Dodecahedra

Originally posted by Thomaster
So you have painted a lot of dodecahedra? 😛

Thankfully, my approach was not that inelegant.

Originally posted by LemonJello
I get 96. I think it is right, but the approach I used is not very elegant...still considering.

Consider it no longer, your answer is correct!

Be glad that rhombicosidodecahedra weren't chosen.

Hallo,

misreading the riddle, I got to a more complicated one (see next post). Here is a bit of what I got:

Consider one color alone, first.

1) Painting one face. Only one combination, rest is symmetrical.
2) Painting two faces. There are 3 distinct solutions on a dodecahedron (both touching, one in between and opposite to each other)
3) Painting three faces. There are already six unique solutions. I take two as touching, two always have to. How many combinations with the third? It can touch both (symmetrical, only one solution), it can touch only one (this gives five combinations which are unique to each other - you can not change them by rotation into each other, only mirroring) or none (opposing the first). Finally, place three single faces on the surface (not touching each other). Of this exists at least one possibility. This gives 8 more.
4) Painting four faces. Starts to get difficult. We start with three touching each other and the 4th needs to be placed. This should give six distinct solutions, which can not be rotated into one another (the sixth is the not touching one). Next is: two pairs of two. There is at least one combination. Same holds true for a pair of two and two singles. This makes at least 8 unique solutions.
5) Have not managed yet. There are at least 3 (cluster of 5, cluster of 4+1, cluster of 3+2). How many of those, I dont know. It feels like, it should be at least 8. But modestly, it is 3.
6) see 5)
7) see 5), but inverted.
8) At least 8, same as 4), inverted.
9) At least 7, same as 3), inverted.
10) 6, same as 2), inverted.
11) Only 1. Same as under 1). Basically blue and colorless just swap places.
12) Only 1. All blue.

For one color alone we get at least: 1+3+6+8+8+3+3+3+8+7+6+3+1+1=62. I think. At least. We can do the same now for red. Gives another 62, at least.

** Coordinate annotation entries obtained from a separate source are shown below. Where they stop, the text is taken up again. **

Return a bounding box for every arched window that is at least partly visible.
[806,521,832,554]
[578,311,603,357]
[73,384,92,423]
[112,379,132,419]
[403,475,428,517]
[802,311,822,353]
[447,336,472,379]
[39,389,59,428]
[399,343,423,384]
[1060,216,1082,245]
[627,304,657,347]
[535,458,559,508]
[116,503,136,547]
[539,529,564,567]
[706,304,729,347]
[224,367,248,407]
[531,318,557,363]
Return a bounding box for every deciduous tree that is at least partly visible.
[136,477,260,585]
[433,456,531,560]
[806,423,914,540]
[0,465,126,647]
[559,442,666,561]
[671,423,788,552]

The real fun starts with mixed colors.

I am pretty sure, especially for the cases of 3 faces or 2 faces, that these solutions are unique, hence the dodecahedrons would be distinguishable.

Let me know your thoughts or approaches, I see not many chances past 3d-symmetry thoughts (I could write down formulas for the permutations, but some of these break symmetries, others not, which I wouldnt know how to handle).

T

After rereading the riddle, I retract my answer and post a new riddle...

If you have red and blue paint, and you dont have to paint EACH face, how many combinations are possible?

Originally posted by iamatiger
Is this about Mr. Burnside and his Lemma?

Doubt it. It might be about Mr Burnside and the lemma which isn't his, though.

Ahem...

There are infinite possibilities.
There are so many designs you could paint on the faces that your only limitation is the amount of paint.

Originally posted by ErinR
Ahem...

There are infinite possibilities.
There are so many designs you could paint on the faces that your only limitation is the amount of paint.

Each face is to be painted red or blue, not red and blue. Therefore, there are at most 2**12, equals 4096, different setups, if the different faces on each dodecahedron can be distinguished. If, as the original question implied, they cannot, and rotationally similar dodecahedra are to be counted as one, the number is clearly lower. The point of the question is how much lower.
If, as in the second version, each face is to be painted either red, or blue, or not at all, the maximum is the much larger 3**12 (is 531441), and working out the solution with similar cubes removed is rather harder.

Richard

hmm...

I must have read it wrong. Thanks for clarifying!